As expected, the Presidency of BiH did not reach agreement on the legal status of the agent Sakib Softic, and yesterday in The Hague were sent three separate letters in which Ivanic, Izetbegovic, and Covic presented their own visions of this dispute.
As reported, the member of the Presidency of BiH from the Croatian people Dragan Covic, in his letter, took a neutral stance, and he neither challenged nor confirmed the legal power of agent Softic, but noted that the Presidency of BiH will have no unified position.
In contrast to the neutral Covic, Ivanic attempted to challenge the legal power of agent Softic in his letter and claimed that the Presidency of BiH did not authorize him to submit the application for the revision of the judgment. Ivanic believes that the mandate of agent Softic expired in 2007, after the pronouncement of the first judgment, and that his mandate was not extended after that.
He also noted that the Presidency of BiH in the current mandate did not decide to initiate the revision nor the appointment of Softic for an agent.

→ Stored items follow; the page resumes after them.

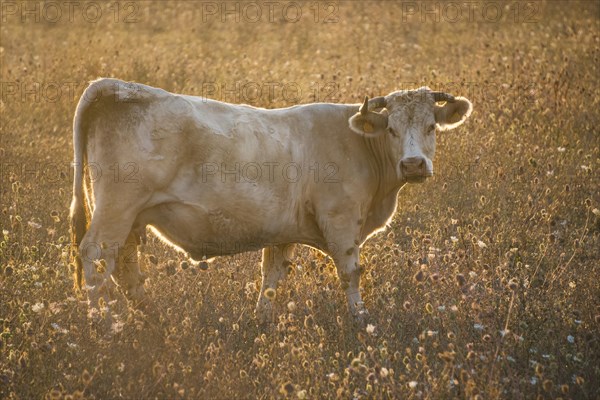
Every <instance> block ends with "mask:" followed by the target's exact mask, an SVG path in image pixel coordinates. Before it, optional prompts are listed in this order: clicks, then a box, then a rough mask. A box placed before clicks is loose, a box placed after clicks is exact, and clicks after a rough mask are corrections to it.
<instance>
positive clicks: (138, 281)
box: [113, 231, 146, 308]
mask: <svg viewBox="0 0 600 400" xmlns="http://www.w3.org/2000/svg"><path fill="white" fill-rule="evenodd" d="M138 245H139V242H138V237H137V236H136V233H135V232H134V231H131V232H130V233H129V236H128V237H127V240H126V241H125V245H124V246H123V247H122V248H120V249H119V260H118V263H117V268H116V270H115V271H114V272H113V277H114V278H115V281H116V283H117V284H118V285H119V286H120V287H121V288H122V289H123V291H124V292H125V296H126V297H127V299H129V301H131V302H132V303H133V306H134V307H136V308H143V307H144V306H145V305H146V292H145V290H144V281H145V280H146V275H145V274H143V273H142V272H141V270H140V264H139V259H138Z"/></svg>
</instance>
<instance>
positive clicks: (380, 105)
mask: <svg viewBox="0 0 600 400" xmlns="http://www.w3.org/2000/svg"><path fill="white" fill-rule="evenodd" d="M386 105H387V102H386V101H385V97H383V96H379V97H375V98H372V99H371V100H370V101H369V107H370V108H383V107H385V106H386Z"/></svg>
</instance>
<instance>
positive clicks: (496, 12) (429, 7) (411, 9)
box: [399, 1, 542, 23]
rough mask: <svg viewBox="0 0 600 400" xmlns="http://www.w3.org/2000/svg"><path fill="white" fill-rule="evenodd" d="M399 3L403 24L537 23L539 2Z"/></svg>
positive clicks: (538, 15)
mask: <svg viewBox="0 0 600 400" xmlns="http://www.w3.org/2000/svg"><path fill="white" fill-rule="evenodd" d="M399 5H400V8H401V21H402V22H403V23H410V22H419V23H426V22H435V23H439V22H445V23H458V22H481V23H499V22H513V23H538V22H540V20H541V7H542V4H541V2H539V1H403V2H401V3H400V4H399Z"/></svg>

Izetbegovic called for the universal principle of continuity of legal regulations in his letter, which is applied to all states of the world: all adopted regulations, decisions, regulations, etc. shall remain in force until they are reversed, or revised by the competent authority. This, in particular in the case of agent Softic, means that his term of office has not expired in 2007, as Ivanic claims, but is still active since the Presidency of BiH never deprived nor reversed the mandate.

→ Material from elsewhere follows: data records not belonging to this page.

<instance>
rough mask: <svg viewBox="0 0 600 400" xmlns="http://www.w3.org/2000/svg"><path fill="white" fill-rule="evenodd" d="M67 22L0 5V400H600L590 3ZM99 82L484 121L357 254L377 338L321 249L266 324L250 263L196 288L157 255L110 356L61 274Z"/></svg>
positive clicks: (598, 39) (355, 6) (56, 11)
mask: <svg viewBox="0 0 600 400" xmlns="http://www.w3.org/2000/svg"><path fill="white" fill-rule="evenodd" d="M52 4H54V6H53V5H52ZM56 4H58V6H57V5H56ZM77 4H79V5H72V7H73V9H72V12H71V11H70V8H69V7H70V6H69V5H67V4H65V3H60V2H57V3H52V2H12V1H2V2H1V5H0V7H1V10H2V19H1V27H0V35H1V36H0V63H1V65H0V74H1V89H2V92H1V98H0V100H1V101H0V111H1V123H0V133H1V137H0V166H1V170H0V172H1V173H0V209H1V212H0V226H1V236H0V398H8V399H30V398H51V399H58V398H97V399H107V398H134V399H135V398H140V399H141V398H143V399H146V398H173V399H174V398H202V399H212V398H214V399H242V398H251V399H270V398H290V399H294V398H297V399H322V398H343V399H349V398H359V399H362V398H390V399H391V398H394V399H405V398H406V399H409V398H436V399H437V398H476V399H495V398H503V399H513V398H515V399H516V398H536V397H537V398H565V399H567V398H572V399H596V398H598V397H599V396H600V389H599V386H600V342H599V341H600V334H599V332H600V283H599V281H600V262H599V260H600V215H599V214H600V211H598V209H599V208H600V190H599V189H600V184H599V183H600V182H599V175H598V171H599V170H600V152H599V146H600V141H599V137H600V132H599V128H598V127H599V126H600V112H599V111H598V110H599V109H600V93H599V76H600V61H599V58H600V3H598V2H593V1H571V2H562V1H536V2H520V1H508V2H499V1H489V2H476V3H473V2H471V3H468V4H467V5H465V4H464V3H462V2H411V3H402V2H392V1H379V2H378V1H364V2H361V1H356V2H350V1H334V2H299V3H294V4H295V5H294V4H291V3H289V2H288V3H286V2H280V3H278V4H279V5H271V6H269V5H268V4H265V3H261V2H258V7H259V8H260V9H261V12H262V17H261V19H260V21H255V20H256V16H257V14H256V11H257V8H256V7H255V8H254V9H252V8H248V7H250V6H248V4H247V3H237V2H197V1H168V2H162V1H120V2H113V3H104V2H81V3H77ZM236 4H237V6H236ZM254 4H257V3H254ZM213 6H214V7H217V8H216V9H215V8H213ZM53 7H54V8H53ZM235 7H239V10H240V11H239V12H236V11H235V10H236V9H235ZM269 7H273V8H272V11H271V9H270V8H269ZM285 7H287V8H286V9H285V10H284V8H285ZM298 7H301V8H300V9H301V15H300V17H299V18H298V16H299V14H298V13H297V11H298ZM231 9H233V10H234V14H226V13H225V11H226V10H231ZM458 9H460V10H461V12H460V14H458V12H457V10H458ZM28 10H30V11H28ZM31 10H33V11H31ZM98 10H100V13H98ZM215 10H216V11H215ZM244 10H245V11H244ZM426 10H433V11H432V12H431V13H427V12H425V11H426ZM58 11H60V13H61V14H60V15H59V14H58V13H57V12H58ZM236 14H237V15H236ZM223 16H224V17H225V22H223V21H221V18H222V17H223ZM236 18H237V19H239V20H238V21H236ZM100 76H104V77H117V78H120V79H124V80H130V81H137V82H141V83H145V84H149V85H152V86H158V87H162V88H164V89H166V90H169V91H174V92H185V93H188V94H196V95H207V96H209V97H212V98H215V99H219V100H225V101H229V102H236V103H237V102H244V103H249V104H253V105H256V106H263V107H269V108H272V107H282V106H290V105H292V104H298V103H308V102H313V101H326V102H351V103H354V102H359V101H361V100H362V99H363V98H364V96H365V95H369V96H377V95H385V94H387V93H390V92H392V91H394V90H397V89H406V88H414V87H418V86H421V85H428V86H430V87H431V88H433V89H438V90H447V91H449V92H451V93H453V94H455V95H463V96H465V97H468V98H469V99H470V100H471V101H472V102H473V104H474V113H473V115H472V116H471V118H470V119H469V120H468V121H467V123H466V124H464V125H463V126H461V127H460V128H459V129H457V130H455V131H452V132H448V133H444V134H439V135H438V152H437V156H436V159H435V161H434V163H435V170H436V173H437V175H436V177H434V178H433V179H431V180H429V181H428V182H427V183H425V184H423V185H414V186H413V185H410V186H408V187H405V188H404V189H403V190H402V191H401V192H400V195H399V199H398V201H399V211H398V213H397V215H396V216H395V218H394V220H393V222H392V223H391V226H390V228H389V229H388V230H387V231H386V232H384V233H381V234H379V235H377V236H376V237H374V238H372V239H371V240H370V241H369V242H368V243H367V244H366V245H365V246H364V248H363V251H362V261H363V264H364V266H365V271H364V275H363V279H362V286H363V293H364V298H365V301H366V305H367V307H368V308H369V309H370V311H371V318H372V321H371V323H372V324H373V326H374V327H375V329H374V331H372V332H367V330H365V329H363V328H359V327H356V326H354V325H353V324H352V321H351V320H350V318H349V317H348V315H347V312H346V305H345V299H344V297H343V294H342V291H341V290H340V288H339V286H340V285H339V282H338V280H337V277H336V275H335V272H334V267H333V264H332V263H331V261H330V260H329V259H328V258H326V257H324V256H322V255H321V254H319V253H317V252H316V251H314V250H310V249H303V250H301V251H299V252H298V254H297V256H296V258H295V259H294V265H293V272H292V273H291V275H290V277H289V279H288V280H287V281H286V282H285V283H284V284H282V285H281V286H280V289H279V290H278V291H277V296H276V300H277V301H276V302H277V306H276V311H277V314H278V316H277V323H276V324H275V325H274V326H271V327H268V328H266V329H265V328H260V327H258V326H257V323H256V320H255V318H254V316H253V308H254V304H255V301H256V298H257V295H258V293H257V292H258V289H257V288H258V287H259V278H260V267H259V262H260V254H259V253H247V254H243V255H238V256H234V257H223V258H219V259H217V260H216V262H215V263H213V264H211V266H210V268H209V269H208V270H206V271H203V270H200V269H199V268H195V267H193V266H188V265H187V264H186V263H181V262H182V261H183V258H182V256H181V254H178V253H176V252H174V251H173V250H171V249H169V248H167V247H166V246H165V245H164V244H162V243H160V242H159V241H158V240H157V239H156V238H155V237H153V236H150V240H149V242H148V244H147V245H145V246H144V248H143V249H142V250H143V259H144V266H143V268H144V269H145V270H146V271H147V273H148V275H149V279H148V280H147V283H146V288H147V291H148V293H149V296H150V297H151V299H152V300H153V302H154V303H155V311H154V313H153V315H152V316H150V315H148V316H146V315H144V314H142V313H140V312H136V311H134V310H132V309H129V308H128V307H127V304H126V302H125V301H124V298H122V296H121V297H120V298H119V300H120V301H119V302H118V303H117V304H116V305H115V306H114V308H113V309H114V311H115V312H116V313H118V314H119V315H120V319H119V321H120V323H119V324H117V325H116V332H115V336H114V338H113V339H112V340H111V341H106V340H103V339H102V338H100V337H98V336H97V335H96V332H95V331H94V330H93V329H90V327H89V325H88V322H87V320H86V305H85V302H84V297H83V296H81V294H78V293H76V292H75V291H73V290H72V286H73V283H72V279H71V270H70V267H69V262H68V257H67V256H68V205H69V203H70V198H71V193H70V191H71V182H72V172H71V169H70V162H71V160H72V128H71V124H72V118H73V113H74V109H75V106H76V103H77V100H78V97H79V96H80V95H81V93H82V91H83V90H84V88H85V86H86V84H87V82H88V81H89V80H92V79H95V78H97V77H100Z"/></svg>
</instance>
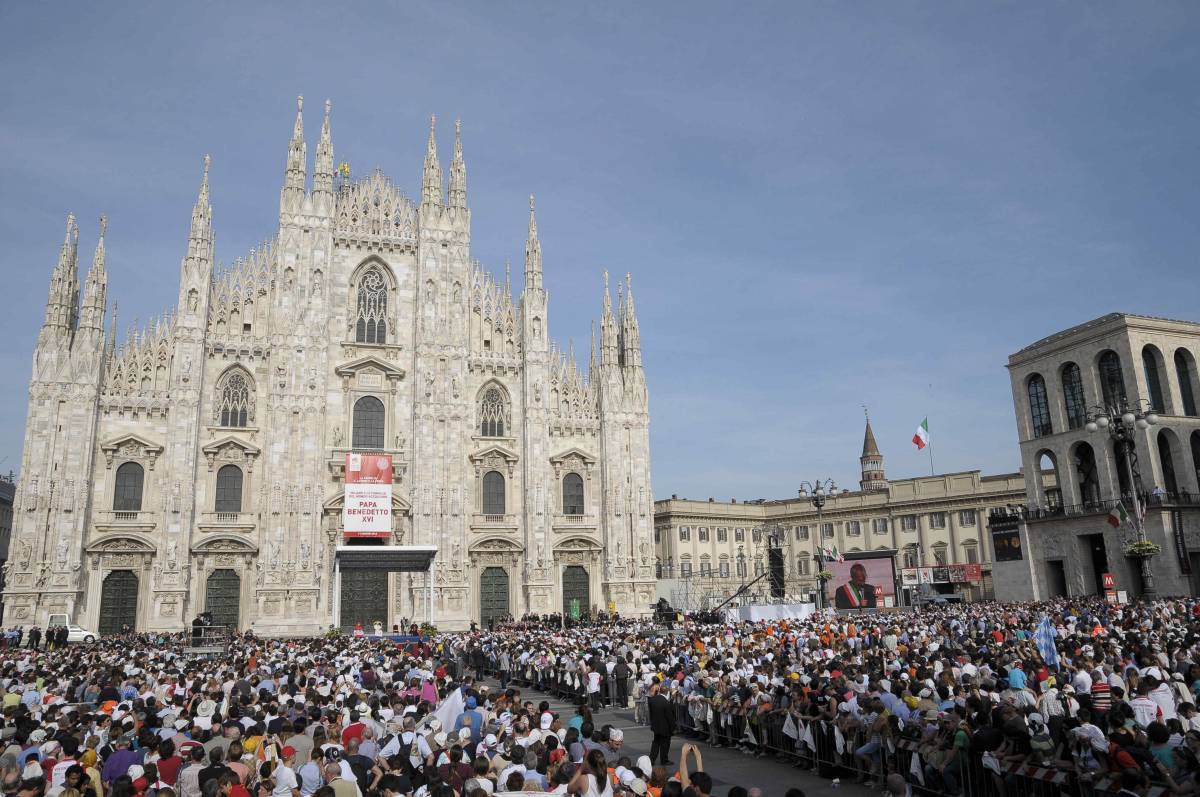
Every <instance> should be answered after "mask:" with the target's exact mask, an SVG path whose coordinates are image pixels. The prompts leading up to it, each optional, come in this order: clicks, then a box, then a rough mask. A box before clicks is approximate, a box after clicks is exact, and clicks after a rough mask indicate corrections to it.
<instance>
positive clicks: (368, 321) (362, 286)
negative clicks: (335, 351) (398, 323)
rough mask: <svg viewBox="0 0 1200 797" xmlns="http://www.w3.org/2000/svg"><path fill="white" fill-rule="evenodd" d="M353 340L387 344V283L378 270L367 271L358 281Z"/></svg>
mask: <svg viewBox="0 0 1200 797" xmlns="http://www.w3.org/2000/svg"><path fill="white" fill-rule="evenodd" d="M354 340H355V341H358V342H359V343H386V342H388V282H386V281H385V280H384V278H383V274H380V272H379V269H376V268H371V269H367V270H366V272H365V274H364V275H362V278H361V280H359V320H358V324H356V326H355V334H354Z"/></svg>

Izetbegovic in his letter noted the integral content of the decision on the appointment of agent Softic from 2002, from which it is clear that his mandate is not limited by time nor strictly tied for the first judgment.
Izetbegovic is supported by the fact that agent Softic already represented BiH in two separate lawsuits against Serbia.

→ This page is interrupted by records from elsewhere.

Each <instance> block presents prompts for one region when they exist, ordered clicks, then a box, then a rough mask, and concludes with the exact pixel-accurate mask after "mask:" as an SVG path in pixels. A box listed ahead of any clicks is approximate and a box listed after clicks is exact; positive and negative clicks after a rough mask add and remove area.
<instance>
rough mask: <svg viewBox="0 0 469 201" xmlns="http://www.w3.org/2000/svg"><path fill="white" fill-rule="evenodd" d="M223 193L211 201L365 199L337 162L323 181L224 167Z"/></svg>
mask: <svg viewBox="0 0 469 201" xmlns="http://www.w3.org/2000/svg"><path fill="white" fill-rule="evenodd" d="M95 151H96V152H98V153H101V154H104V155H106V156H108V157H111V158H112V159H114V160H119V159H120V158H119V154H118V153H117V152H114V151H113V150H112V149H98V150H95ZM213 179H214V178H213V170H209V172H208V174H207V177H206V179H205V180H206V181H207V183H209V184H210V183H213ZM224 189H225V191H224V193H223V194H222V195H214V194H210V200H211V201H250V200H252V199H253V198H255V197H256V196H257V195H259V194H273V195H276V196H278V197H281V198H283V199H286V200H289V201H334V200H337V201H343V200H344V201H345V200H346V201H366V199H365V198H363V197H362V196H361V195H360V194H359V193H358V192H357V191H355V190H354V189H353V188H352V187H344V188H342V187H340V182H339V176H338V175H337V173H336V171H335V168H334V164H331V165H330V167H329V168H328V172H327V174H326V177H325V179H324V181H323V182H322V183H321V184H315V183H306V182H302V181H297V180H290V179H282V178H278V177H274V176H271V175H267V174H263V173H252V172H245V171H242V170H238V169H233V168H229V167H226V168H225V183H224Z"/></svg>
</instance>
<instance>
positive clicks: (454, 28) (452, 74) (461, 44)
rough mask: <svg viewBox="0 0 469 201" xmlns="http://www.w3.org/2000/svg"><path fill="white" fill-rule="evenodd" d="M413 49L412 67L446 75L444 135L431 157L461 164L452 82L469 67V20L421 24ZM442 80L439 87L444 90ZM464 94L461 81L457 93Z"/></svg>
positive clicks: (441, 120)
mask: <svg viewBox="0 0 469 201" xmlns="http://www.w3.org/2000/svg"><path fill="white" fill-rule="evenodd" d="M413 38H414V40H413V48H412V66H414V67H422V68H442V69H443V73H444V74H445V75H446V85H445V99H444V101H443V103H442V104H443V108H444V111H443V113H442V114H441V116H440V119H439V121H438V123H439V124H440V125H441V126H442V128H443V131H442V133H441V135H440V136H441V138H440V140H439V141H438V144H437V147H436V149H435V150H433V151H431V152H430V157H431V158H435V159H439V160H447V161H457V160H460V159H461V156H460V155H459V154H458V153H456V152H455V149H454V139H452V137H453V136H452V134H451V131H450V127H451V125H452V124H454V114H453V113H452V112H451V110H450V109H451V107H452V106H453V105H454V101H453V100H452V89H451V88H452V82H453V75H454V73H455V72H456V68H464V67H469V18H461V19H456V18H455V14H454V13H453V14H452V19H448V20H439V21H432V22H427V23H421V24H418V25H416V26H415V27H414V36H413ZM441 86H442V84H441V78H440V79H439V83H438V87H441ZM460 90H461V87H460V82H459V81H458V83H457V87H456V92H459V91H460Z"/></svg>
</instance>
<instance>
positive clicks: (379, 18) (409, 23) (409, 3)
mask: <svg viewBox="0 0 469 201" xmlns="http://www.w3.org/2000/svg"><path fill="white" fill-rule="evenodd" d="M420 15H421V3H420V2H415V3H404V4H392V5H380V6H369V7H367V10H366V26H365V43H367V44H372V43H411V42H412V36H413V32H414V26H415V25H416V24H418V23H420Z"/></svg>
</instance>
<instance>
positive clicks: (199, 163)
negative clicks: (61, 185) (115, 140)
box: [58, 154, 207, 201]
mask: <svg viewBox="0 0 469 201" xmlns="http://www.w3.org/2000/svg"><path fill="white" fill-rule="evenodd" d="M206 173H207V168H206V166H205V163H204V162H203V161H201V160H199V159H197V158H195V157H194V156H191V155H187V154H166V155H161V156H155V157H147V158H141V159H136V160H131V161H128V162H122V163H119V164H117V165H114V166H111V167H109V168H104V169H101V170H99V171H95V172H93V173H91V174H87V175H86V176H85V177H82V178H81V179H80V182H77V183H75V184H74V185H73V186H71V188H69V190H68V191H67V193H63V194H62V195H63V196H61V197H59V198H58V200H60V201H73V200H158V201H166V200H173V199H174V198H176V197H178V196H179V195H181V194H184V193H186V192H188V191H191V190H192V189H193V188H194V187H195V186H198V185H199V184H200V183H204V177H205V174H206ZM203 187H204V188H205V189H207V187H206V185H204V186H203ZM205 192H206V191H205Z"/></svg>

To recall, after BiH filed a lawsuit on genocide, Serbia was trying to challenge the jurisdiction of the Hague tribunal, stating that it was not a member of the UN during the wartime and that, therefore, it cannot be judged for violating international conventions on the prevention of genocide.
Serbia lost that dispute, The Hague court was declared as competent, and then started the trial at the lawsuit of BiH.
In both cases, BiH was represented by agent Softic and the Court never challenged his legitimacy nor requested further clarification from the Presidency of BiH. Izetbegovic’s letter stated that the revision of the judgment is part of the same legal dispute and that the agent Softic has active legitimation to represent BiH.